The house on Capitol Hill that I lived in had been robbed for a third time in one year.  A couple of months before, I had been mugged after parking my car two blocks from the Supreme Court.  Crime was endemic in Washington at the time.  I was almost 25 and having been raised in Texas had been around guns but had never been taught to use them.  I remember my father cleaning his rifle at the height of the Cuban missile crisis when no one discounted war with the Soviets, and I remember the jackrabbits and deer he used to bring home to feed his family at times.  Nothing on earth beats venison tamales.  And so, I had never been opposed to guns and given the rising threat to my personal safety from the near-useless D.C. government, I thought it was time to inquire about getting a gun.  So I called a friend in Virginia who was a gun enthusiast.

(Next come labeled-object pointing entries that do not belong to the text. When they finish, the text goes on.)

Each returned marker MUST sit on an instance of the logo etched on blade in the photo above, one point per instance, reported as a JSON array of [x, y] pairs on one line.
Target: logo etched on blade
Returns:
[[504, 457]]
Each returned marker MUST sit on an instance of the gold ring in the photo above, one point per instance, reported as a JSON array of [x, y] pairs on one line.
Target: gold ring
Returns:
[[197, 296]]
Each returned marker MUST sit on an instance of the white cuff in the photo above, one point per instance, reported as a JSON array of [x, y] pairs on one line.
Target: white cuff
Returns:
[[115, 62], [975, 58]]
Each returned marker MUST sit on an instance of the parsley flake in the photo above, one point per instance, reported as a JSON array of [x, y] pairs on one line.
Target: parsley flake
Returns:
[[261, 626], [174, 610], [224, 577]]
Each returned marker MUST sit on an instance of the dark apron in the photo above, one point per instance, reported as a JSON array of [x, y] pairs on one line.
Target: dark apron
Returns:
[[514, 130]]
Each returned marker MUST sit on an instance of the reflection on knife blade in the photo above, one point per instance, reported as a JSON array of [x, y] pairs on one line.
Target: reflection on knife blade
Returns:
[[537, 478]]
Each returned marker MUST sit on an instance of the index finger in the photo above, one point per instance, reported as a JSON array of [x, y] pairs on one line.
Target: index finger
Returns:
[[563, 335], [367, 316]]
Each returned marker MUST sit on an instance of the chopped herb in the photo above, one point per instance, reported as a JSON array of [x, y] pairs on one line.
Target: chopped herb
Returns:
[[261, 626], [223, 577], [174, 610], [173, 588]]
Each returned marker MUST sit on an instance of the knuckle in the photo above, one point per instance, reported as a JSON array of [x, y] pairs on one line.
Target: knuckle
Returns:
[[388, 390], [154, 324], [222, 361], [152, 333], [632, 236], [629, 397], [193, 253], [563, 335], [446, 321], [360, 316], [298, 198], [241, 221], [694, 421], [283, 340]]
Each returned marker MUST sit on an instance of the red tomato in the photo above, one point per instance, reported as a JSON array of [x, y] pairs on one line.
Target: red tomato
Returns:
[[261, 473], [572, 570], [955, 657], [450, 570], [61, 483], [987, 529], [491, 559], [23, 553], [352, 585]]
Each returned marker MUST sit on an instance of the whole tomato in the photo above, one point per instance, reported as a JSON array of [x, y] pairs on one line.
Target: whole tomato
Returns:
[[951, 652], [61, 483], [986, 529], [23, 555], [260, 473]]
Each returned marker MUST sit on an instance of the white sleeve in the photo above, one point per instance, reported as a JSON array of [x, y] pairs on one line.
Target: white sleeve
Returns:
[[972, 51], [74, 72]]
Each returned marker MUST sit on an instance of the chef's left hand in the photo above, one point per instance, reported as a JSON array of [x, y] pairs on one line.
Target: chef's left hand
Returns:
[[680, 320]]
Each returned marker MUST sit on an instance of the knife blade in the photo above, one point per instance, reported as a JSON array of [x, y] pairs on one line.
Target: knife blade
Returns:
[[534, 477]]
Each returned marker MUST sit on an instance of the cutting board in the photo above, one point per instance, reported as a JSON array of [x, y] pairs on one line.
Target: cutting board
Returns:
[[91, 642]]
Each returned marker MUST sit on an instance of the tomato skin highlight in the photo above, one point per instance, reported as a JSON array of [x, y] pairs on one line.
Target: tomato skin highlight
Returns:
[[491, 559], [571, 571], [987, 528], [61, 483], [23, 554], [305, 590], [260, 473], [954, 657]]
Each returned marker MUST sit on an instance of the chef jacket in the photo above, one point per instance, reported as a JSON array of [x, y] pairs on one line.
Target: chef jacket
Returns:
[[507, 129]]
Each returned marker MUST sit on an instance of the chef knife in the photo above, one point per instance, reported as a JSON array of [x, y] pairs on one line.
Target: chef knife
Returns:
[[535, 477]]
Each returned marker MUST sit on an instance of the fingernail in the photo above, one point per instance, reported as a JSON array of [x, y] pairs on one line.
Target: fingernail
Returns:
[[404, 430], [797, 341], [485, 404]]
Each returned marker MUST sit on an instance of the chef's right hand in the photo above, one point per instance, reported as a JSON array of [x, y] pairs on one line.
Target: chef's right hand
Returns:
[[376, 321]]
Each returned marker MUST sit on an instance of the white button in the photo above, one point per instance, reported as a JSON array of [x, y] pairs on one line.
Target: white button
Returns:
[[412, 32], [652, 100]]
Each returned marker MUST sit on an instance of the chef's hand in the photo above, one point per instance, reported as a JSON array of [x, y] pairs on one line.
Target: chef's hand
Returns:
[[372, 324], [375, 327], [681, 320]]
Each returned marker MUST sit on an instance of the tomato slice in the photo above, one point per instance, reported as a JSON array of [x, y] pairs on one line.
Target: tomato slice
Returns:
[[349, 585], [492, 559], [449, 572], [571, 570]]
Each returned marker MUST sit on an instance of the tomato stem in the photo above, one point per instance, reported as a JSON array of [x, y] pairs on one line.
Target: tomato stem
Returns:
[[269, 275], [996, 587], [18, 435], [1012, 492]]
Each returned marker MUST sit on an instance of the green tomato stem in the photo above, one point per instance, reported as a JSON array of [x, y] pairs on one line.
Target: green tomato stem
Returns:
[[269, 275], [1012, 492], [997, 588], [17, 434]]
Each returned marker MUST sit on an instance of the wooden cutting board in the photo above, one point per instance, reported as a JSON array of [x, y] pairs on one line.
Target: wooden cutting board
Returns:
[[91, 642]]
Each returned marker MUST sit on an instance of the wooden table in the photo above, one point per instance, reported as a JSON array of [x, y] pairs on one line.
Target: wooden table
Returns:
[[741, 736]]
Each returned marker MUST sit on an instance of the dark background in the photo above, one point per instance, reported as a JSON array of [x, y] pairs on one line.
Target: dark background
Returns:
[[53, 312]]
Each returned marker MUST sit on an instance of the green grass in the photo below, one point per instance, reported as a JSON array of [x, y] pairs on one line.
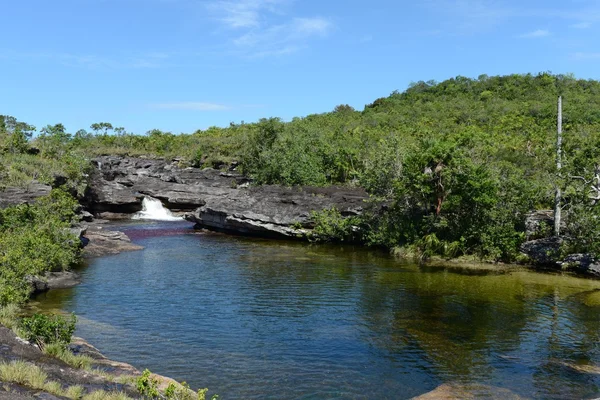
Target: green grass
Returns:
[[102, 395], [9, 316], [64, 354]]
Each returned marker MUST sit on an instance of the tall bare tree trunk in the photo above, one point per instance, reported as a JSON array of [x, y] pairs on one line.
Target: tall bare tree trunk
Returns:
[[558, 194]]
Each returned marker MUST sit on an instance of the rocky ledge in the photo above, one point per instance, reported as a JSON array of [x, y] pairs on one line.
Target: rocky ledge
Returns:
[[212, 199]]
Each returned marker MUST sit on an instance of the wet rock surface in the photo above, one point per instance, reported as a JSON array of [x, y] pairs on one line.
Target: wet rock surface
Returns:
[[103, 241], [213, 199]]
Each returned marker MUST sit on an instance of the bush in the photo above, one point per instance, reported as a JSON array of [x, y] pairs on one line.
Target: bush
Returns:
[[35, 239], [45, 330], [332, 226]]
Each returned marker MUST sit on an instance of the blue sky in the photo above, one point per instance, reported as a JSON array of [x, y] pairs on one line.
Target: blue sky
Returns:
[[182, 65]]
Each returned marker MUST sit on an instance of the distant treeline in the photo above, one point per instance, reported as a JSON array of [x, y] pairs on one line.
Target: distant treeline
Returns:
[[453, 167]]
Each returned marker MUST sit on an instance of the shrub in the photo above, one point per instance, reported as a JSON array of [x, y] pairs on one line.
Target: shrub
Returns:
[[44, 330], [147, 386]]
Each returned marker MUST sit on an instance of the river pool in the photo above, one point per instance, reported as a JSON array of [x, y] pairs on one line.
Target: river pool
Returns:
[[258, 319]]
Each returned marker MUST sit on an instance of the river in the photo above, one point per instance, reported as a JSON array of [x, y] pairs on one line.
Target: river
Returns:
[[258, 319]]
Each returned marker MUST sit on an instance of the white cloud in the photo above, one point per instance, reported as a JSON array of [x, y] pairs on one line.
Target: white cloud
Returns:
[[582, 25], [243, 13], [191, 106], [586, 56], [535, 34], [263, 29], [92, 61]]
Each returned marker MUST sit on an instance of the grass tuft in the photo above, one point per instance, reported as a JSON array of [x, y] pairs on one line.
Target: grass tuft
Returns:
[[76, 361]]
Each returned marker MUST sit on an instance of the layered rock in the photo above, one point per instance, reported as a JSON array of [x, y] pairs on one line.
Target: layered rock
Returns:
[[273, 211], [12, 196], [213, 199]]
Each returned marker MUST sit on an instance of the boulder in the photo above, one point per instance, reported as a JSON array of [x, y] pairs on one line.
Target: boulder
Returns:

And so he came over the following Saturday morning.  I told him I wanted to learn how to fire a gun and maybe get one, and so it was determined we would go to his shooting range later that week to start the process.  But as he talked I saw him get more and more excited.  There seemed to be something else at work in his personality, in his identity.  He began to talk in a way that made me realize that for some people guns are more than, well, just guns.  I remember to this day the relish with which he said, “Yeah, they make you feel so powerful.  It’s a rush.  All that power.”  I italicize that word not to take literary license.  It was he who emphasized the word by bringing his hands up to his chest as if holding something of greater value than himself.  The image of Adolf Hitler gathering his arms to his chest while speaking in near ecstasy to a bunch of fanatics comes to mind. I did not keep the appointment.  The rapture in his voice makes me nervous to this day but it also provides me with what for me is an insight to the current lunacy.

In the reports after Columbine, Virginia Tech, Aurora and Sandy Hook, speculation suggests that the exercise of power was at the core of what motivates young men of similar psychological makeup to embark on such violence that almost always includes their own destruction.  What an amazing moment if we as a society are producing individuals who feel such powerlessness as to trigger such madness.  Are they just the extreme of any of us who sometimes futilely battle insurance companies and banks and government and cable companies and oil and gas companies and drug gangs?

Have we reached a point when personal rage is refracted routinely into personal identity?  But my father was not a gun nut.  He would have defended us if the Russians had parachuted into West Texas.  And if he were still alive today and his family needed food, well, a deer in the Texas Hill Country would not be safe.  I doubt my father every savored the idea of power rushing from his rifle.

All of this is about something else.  Something is afoot not valid years ago.  To me, the difference is the wave of violence in movies, television and music that has permeated all of life.  Exposure to violence is synonymous with the increase of massacres in other countries as well.  It is not an American phenomenon.  It is about the need to satisfy helplessness through a sudden lunge for power even at the cost of self.  We have too many guns amidst too many young men not connected to life but to violence.

We do not have to reassess the meaning of the Second nor the First Amendment.  The purveyors of violence and irresponsible gun owners must reassess the impact of their vice and their personal shortcomings on the rest of us, including the children.

The gun lobby is not all wrong; neither is the other side, of which I count myself a member.  We must transcend absolutist thinking.

We all have to come out from under the shadows.

Jesse Treviño is the former editorial page editor of The Austin American-Statesman.